Darren Karasiuk, a former Aurora Cannabis executive, is leading the wind-down as chief restructuring adviser.

As part of the wind-down, the company’s property in Fenwick, Ontario, is expected to be listed for sale, and inventory and equipment will be liquidated.

“I believe a liquidation and orderly wind-down of the Applicants is in the best interests of the Applicants’ creditors and other stakeholders,” Phoena’s interim CEO, Cornelis Pieter Melissen, said in an affidavit.

Melissen said overregulation has been an issue for the Canadian cannabis industry from the beginning, “and I am aware of a number of otherwise well-run cannabis businesses that have failed, or continue to struggle, due to factors such as excessive taxes, complex regulatory requirements, government delays in licensing, and limitations on dosage size, packaging and marketing.”

“In addition, certain government purchasers/retailers have experienced internal purchasing, distribution and delivery issues, among other problems,” Melissen wrote in the affidavit.

The company’s court filing cited MJBizDaily data showing that Canada’s federally licensed producers destroyed a record 425 million grams (468 tons) of unsold, unpackaged dried cannabis in 2021.

For the fiscal year ended Dec. 31, 2022, Phoena recorded a net loss of CA$24.8 million on sales of CA$13.2 million.

The federal government imposed CA$1.82 million in excise taxes that year, representing almost 14% of the company’s gross revenue.

In the first month of 2023, Phoena said, it lost CA$317,000 on gross sales of CA$1.2 million.

Phoena haunted by CannTrust past

Melissen said Phoena faced several additional challenges stemming from the time it was known as CannTrust.

In September 2019, Health Canada partially suspended CannTrust’s cannabis licenses at its facilities in Vaughan and Fenwick for noncompliance with federal cannabis legislation.

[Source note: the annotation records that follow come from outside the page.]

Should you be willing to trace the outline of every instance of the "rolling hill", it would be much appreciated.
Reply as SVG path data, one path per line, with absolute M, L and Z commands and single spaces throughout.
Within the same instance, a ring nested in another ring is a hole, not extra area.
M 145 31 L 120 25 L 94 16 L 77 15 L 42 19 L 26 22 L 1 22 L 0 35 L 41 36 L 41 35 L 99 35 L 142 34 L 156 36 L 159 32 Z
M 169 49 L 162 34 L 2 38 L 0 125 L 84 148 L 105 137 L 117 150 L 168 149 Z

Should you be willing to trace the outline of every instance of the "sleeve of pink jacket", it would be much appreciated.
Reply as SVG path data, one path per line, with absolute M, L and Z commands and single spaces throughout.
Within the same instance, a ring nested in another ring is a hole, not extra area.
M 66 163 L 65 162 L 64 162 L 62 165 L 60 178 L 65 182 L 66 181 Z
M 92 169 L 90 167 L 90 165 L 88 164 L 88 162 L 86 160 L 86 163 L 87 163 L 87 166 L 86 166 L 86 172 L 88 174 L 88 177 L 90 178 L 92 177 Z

Earlier that summer, Canada’s federal regulator was notified of “unlicensed” growing taking place in several of CannTrust’s cultivation rooms.

Three of the company’s former executives were acquitted of all charges in late-2022 after the case collapsed.

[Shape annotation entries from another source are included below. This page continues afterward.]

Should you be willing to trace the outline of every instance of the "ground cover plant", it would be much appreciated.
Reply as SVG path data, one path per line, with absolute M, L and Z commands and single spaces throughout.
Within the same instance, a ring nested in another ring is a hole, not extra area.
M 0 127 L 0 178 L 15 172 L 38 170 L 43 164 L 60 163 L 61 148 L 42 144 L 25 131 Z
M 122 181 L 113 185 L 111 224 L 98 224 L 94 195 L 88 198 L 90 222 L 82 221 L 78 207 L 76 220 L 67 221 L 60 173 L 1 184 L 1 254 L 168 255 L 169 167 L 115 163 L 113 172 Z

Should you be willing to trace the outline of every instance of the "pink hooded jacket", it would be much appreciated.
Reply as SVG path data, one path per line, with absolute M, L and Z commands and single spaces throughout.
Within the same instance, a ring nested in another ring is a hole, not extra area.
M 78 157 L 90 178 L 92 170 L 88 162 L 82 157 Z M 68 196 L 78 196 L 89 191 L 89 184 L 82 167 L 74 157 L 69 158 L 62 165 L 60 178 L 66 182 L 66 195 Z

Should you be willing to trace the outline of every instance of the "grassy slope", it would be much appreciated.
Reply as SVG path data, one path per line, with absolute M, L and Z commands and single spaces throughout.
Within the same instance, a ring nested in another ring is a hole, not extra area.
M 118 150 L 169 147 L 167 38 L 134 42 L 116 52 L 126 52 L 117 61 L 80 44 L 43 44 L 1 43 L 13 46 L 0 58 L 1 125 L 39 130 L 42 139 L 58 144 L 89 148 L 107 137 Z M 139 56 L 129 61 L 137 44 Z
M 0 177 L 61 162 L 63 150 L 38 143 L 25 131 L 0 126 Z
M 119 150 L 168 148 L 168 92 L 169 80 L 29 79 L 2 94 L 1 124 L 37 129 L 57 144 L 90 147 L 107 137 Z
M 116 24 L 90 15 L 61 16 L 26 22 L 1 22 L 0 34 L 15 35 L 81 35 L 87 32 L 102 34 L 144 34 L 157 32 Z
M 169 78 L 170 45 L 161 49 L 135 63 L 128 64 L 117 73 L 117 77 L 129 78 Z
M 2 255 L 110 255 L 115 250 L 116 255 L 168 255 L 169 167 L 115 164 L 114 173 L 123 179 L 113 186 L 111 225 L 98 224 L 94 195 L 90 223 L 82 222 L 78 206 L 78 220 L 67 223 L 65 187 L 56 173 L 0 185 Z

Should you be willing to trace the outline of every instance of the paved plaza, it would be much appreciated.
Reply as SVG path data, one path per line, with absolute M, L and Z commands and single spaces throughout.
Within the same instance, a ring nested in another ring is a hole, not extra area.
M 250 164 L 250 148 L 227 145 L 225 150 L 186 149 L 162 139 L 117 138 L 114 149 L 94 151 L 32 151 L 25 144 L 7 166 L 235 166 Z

The charges came from a nearly two-year joint investigation by the Ontario Securities Commission (OSC) and Royal Canadian Mounted Police (RCMP) after a whistleblower alerted Canada’s cannabis regulator in 2019 about five “unlicensed” cultivation rooms the company had been operating since 2018.

CannTrust’s licenses were reissued by the federal government on Sept. 14, 2020, and Dec. 15, 2020, respectively.

In 2022, CannTrust Holdings exited court-supervised CCAA proceedings after completing a financing led by Marshall Fields International B.V., which is a subsidiary of Kenzoll B.V., a Netherlands-based private equity investment company.

Marshall was one of the investors that acquired 90% of the equity of CannTrust Equity, which owned CannTrust.